Free-runnery to, obok gier typu zredukuj(co-najmniej)trzy moje największe guilty pleasure, jeżeli chodzi o mobilne granie. Z jednej strony sklepy pękają w szwach od kolejnych kopii tych pomysłów, z drugiej — po każdym ich odpaleniu przepadam. W przypadku Ronina było identycznie — włączyłem, przebiegłem przez instruktaż o co w tej zabawie chodzi, a później udałem się na pole bitwy o jak najwyższy wynik.
Na czym polegają tego typu produkcje, prawdopodobnie wszyscy doskonale wiecie. To jedna z tych, w której nieustannie mkniemy ku prawej części ekranu. Do naszej dyspozycji dostaliśmy niewielką paletę komend, jednak zapewniam Was, że w zupełności nam one wystarczą, by stawić czoło tej przygodzie.
Nasz bohater, zgodnie z tradycją, biegnie automatycznie przed siebie. Ekran naszego urządzenia został podzielony na dwie połowy, z czego jedna obsługuje system gestów przesunięcia palcem (odpowiedzialne za efektowne wyskoki oraz wślizgi), druga cięcie naszą kataną, która pozwala utorować nam drogę z kroczących po niej przeciwników. Abyśmy przez przypadek nie znaleźli chwili na kombinowanie i nudę, autorzy sprytnie porozrzucali po planszach najróżniejszej maści znajdźki, po zebraniu odpowiedniej ilości których możemy wyzwolić drzemiącą w nas tajemniczą energię. Dzięki niej choć przez chwilę jesteśmy niepokonani i bez stresu, w dzikim szale, możemy zmierzać przed siebie.
Skoro są elementy do zbierania, to nie mogło także zabraknąć zaimplementowanego w grze sklepu. Obyło się jednak bez mikrotransakcji — za odpowiednio uzbierane punkty, możemy natomiast wykupić aż dziewięć świeżych mocy, które pomogą nam w pokonaniu kolejnych plansz.

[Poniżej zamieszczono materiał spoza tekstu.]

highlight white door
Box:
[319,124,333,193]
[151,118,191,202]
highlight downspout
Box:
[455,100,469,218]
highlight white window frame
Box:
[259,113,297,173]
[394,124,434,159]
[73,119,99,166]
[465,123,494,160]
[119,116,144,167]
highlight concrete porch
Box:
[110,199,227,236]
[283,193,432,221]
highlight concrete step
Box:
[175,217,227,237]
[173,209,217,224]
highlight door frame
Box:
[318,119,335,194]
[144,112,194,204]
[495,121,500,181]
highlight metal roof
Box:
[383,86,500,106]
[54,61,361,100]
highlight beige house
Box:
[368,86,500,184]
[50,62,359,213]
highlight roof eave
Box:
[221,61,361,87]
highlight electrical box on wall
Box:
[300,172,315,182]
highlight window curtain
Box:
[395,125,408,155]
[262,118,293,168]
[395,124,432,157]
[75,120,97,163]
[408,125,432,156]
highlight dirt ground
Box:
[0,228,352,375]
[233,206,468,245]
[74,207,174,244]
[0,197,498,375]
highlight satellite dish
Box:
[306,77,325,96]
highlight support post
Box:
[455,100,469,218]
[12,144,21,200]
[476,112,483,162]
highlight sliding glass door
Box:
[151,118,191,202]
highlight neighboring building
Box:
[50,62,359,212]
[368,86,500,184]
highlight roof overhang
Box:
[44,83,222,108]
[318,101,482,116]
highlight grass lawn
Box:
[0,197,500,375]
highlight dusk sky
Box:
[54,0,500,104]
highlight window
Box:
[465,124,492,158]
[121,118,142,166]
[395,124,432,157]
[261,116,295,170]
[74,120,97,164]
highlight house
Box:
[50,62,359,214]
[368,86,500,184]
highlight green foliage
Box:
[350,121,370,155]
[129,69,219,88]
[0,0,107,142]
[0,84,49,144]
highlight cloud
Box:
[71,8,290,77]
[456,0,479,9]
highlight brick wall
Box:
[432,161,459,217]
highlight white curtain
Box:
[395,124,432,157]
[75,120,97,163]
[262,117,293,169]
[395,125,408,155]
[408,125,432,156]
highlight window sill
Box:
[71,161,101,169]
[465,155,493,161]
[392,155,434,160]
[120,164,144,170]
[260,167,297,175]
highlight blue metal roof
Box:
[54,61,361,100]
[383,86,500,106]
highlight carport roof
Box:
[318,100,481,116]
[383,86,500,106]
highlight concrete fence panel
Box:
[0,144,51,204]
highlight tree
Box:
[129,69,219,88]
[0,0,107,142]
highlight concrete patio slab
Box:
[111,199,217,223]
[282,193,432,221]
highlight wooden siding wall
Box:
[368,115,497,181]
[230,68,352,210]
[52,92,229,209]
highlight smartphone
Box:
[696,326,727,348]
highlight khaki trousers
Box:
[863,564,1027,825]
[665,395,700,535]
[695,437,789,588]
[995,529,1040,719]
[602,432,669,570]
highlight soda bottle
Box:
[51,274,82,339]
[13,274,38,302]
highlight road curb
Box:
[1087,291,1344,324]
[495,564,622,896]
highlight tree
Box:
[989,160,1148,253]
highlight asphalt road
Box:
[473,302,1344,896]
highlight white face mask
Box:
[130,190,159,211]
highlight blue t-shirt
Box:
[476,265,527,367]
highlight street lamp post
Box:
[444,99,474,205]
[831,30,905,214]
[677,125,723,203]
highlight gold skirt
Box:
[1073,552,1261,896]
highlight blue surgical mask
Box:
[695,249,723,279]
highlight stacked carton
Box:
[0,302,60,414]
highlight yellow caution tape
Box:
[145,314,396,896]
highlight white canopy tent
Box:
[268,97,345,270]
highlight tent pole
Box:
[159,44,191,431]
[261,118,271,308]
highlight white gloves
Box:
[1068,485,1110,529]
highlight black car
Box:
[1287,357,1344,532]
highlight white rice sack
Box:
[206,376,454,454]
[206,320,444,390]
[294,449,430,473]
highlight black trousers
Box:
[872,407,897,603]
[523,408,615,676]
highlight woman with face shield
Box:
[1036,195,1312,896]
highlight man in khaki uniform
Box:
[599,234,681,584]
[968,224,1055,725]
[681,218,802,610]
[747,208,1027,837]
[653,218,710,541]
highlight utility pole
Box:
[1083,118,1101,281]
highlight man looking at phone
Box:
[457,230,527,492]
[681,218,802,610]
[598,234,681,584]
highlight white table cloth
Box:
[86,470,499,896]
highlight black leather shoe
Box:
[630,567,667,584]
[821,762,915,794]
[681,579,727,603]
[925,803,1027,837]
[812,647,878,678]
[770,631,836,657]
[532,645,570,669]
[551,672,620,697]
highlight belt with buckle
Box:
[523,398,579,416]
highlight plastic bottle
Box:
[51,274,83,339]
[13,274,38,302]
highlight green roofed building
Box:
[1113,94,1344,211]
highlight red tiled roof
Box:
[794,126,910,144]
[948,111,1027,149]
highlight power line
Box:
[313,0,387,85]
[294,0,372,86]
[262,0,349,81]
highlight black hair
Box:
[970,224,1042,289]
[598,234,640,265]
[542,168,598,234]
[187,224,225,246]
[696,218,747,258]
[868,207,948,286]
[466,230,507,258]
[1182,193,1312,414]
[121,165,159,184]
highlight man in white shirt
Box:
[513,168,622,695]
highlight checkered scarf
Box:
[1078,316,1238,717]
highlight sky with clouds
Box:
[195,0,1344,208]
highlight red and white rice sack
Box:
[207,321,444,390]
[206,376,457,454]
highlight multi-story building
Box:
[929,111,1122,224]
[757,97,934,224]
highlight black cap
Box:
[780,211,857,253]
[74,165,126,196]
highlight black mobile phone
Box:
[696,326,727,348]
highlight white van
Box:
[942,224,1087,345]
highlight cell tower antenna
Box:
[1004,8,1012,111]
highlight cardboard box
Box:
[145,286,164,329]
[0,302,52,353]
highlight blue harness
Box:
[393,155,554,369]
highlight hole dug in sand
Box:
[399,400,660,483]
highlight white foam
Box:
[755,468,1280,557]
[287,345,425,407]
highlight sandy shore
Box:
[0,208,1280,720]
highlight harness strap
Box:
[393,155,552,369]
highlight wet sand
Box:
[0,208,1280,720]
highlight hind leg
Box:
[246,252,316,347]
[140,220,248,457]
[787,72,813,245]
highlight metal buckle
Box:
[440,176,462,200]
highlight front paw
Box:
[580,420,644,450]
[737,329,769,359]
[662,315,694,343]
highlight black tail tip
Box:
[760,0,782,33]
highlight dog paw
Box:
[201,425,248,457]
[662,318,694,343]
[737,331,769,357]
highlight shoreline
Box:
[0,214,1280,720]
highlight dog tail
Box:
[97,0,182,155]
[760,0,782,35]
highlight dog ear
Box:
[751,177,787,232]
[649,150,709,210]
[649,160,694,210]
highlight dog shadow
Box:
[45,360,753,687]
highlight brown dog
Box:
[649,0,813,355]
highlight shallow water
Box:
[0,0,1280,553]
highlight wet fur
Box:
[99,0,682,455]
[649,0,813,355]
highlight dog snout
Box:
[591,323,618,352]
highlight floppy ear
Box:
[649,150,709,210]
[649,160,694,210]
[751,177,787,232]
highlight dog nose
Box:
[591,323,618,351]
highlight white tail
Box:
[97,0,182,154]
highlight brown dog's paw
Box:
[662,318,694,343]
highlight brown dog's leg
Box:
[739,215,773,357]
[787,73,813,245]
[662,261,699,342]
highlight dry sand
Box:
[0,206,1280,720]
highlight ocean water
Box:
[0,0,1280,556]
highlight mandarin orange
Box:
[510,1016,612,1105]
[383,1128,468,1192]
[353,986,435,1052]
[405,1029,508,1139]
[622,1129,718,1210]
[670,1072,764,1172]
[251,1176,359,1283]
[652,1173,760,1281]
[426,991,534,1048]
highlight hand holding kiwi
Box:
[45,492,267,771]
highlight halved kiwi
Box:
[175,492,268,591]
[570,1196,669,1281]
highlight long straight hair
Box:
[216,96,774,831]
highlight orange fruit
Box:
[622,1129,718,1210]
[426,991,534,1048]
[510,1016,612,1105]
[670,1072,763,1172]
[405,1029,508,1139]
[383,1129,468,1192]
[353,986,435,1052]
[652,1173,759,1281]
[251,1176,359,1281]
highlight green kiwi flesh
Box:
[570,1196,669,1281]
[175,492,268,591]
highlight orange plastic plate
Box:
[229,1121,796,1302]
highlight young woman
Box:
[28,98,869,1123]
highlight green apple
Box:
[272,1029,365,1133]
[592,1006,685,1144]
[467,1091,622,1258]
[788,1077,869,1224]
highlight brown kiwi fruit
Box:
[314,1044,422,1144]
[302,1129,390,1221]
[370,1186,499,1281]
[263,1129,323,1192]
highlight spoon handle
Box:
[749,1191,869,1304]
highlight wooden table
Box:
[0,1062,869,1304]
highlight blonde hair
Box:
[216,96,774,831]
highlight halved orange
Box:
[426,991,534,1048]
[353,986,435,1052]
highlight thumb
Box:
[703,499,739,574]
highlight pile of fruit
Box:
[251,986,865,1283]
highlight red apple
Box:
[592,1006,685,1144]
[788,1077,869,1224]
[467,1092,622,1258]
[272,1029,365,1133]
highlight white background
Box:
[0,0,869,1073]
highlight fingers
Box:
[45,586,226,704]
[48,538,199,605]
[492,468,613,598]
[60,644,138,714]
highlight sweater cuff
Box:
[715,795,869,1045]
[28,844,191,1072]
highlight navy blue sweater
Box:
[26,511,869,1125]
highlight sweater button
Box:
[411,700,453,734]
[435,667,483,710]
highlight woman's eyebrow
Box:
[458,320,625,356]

Czym Ronin wyróżnia się na tle konkurencji? Myślę, że warto wspomnieć o orientalnych realiach, w których został osadzony. Poza tym gra wygląda i brzmi jak produkt na najwyższym poziomie. Zróżnicowani wrogowie — na każdego będziemy musieli udać się z inną taktyką, kilka kolorowych, znacznie różniących się od siebie designem, lokacji oraz ponadczasowa rozgrywka, której można mieć momentami przesyt, ale tak naprawdę nigdy się nie nudzi.
Ronin to jeden z tych tytułów, który w ostatnich dniach ląduje w moich dłoniach w każdej wolnej chwili. Jeżeli, podobnie jak ja, zaliczacie się do miłośników gatunku, to prawdopodobnie również dacie się porwać. Gra dostępna jest w AppStorze w wersji uniwersalnej, którą wyceniono na 0,89 euro.